I got response 200 and have no problem crawling other information. but the problem is in the variable movie_list.

When I print(movie_list), it returns just empty list, which means I'm using the tag wrong.


Solution

  • If you replace:

    movie_list = html.select("#page_filling_chart > table > tbody > tr > td > b > a")
    

    With:

    movie_list = html.select("#page_filling_chart table tr > td > b > a")
    

    You get what I think you're looking for. The primary change here is replacing child-selectors (parent > child) with descendant selectors (ancestor descendant), which is a lot more forgiving with respect to what the intervening content looks like.
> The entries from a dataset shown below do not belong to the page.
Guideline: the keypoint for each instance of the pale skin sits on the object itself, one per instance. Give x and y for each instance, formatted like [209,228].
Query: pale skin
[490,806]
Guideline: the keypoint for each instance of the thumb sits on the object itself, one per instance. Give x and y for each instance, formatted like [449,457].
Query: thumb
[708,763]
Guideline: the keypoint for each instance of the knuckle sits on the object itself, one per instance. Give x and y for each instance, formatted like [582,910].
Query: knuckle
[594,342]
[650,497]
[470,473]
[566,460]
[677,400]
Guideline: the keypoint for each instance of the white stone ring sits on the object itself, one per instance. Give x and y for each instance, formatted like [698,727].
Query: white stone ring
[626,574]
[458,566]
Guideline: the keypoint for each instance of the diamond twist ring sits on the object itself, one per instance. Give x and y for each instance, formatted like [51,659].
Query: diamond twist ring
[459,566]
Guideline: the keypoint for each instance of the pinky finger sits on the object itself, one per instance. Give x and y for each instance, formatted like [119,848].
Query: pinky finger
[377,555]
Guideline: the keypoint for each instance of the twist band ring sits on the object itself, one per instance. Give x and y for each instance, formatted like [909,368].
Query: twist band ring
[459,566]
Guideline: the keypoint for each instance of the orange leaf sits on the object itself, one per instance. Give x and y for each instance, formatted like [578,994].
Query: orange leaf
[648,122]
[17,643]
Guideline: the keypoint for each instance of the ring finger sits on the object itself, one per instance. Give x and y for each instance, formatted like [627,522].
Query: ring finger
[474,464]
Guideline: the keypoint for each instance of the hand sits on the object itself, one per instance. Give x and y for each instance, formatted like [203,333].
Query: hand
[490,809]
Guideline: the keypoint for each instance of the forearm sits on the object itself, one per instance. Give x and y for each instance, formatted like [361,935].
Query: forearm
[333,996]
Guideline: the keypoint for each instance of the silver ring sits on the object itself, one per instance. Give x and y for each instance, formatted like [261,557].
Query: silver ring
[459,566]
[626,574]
    Update: this is interesting. Your choice of BeautifulSoup parser seems to lead to different behavior.

    Compare:

    >>> html = BeautifulSoup(raw, 'html.parser')
    >>> html.select('#page_filling_chart > table')
    []
    

    With:

    >>> html = BeautifulSoup(raw, 'lxml')
    >>> html.select('#page_filling_chart > table')
    [<table>
    <tr><th>Rank</th><th>Movie</th><th>Release<br/>Date</th><th>Distributor</th><th>Genre</th><th>2019 Gross</th><th>Tickets Sold</th></tr>
    <tr>
    [...]
    

    In fact, using the lxml parser you can almost use your original selector. This works:

    html.select("#page_filling_chart > table > tr > td > b > a"
    

    After parsing, a table has no tbody.

    After experimenting for a bit, you would have to rewrite your original query like this to get it to work with html.parser:

    html.select("#page_filling_chart2 > p > p > p > p > p > table > tr > td > b > a")
    

    It looks like html.parser doesn't synthesize closing </p> elements when they are missing from the source, so all the unclosed <p> tags result in a weird parsed document structure.